The bottom line is, you talk to your agent, and it handles the whole web scraping pipeline for you.

1. Subscribe to this MCP, then grab your API key from the Firecrawl dashboard.
2. Your AI client uses natural language to initiate a task—like mapping links or starting a crawl job.
3. The system returns structured data (Markdown or status updates) that your agent can use immediately.

## Frequently Asked Questions

**How do I scrape just one page using Firecrawl? (scrape_url)**
Call `scrape_url` and provide the exact URL. This tool is designed for single-page extraction, giving you clean Markdown without starting a full crawl job.

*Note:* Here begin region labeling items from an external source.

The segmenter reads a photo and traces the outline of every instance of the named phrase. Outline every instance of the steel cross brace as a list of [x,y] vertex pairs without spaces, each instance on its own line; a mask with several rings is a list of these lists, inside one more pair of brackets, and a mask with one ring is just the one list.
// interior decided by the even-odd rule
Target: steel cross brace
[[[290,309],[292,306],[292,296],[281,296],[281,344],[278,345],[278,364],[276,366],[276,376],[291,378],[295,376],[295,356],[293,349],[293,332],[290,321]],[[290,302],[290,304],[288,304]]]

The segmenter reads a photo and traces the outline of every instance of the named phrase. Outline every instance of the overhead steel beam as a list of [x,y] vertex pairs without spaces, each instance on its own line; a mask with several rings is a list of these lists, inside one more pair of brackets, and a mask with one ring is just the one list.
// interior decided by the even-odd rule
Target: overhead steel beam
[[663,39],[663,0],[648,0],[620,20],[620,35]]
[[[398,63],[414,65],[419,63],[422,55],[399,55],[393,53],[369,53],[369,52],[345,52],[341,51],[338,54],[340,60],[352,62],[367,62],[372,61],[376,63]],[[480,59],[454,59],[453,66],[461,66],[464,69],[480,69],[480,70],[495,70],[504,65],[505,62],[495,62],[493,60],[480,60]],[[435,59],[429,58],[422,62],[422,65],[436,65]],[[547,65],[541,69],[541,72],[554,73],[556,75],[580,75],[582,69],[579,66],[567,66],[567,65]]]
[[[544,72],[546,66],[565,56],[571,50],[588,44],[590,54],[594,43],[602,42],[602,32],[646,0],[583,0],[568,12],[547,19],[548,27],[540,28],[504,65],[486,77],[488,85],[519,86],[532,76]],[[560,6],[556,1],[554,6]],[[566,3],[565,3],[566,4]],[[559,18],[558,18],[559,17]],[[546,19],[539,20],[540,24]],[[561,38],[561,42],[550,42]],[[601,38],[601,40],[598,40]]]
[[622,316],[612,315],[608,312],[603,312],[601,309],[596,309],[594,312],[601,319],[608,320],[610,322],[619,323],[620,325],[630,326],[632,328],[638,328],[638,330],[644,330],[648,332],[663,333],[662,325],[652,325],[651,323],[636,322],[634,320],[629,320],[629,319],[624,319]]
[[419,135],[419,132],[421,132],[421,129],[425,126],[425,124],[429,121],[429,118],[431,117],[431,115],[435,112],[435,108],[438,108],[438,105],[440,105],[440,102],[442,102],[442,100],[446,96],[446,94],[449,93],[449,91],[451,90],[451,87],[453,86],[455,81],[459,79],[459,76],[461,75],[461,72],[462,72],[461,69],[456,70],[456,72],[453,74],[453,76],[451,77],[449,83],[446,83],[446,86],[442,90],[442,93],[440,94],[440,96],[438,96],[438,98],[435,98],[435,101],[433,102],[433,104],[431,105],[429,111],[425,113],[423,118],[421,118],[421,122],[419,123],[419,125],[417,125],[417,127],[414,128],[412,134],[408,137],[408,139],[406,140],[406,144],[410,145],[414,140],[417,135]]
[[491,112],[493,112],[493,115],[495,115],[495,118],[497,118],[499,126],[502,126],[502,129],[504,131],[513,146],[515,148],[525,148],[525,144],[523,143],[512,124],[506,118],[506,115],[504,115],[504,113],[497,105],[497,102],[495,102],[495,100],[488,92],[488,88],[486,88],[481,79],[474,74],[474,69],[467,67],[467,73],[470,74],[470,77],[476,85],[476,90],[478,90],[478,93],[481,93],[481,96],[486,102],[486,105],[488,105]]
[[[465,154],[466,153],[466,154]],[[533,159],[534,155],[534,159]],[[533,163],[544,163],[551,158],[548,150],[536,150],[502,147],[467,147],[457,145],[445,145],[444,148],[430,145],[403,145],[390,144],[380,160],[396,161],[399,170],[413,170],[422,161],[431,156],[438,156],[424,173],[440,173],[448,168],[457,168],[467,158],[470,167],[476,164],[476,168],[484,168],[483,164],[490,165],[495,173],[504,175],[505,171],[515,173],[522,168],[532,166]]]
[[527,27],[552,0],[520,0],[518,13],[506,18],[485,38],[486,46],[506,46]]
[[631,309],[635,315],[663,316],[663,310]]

**What's the difference between map_website_structure and start_crawl?**
`map_website_structure` only finds links (the blueprint). `start_crawl` actually visits those links and extracts content to build your knowledge base.

**Can I stop a crawl job if it fails or takes too long? (cancel_active_crawl)**
Yes. If you initiate a crawl via `start_crawl` and need to halt the process, use `cancel_active_crawl` with the job ID.

**How do I check if my credits are okay before crawling? (get_api_usage)**
Use `get_api_usage`. This tool immediately reports your remaining credit balance and usage history, letting you manage costs upfront.

**Using `get_crawl_status`, how do I confirm that a recursive job has completed indexing all pages?**
The status endpoint reports the final completion state. You need to poll this tool repeatedly until it returns 'completed' or 'failed'. This confirms the crawl finished processing, not just started.

**If a recursive job initiated by `start_crawl` encounters an error, how do I debug the issue?**
The system captures detailed error logs associated with the specific job ID. Check these logs using your agent to see the exact page or link that caused the failure. You can then retry only the problematic segment.

**How does `map_website_structure` handle links pointing outside of the main domain?**
The tool is designed to understand internal site architecture, so it only discovers and lists reachable URLs within the specified root domain. It ignores external links entirely.

**When managing multiple large jobs, do I need a specific job ID for `cancel_active_crawl`?**
Yes, you must provide the unique Job ID for each crawl instance you intend to stop. The tool operates on IDs; it can't cancel an entire category of running jobs.

**How do I find my Firecrawl API Key?**
Log in to your [**Firecrawl dashboard**](https://www.firecrawl.dev/app/dashboard), and navigate to the **API Keys** section to copy your unique token.

**Can I scrape content excluding headers and footers?**
Yes! The `scrape_url` tool includes an `onlyMainContent` parameter. When set to true, Firecrawl uses AI to extract only the core article or page content.

**How long does a recursive crawl take?**
Crawl time depends on the site size and depth. Use the `get_crawl_status` tool to monitor progress and retrieve results once the job is complete.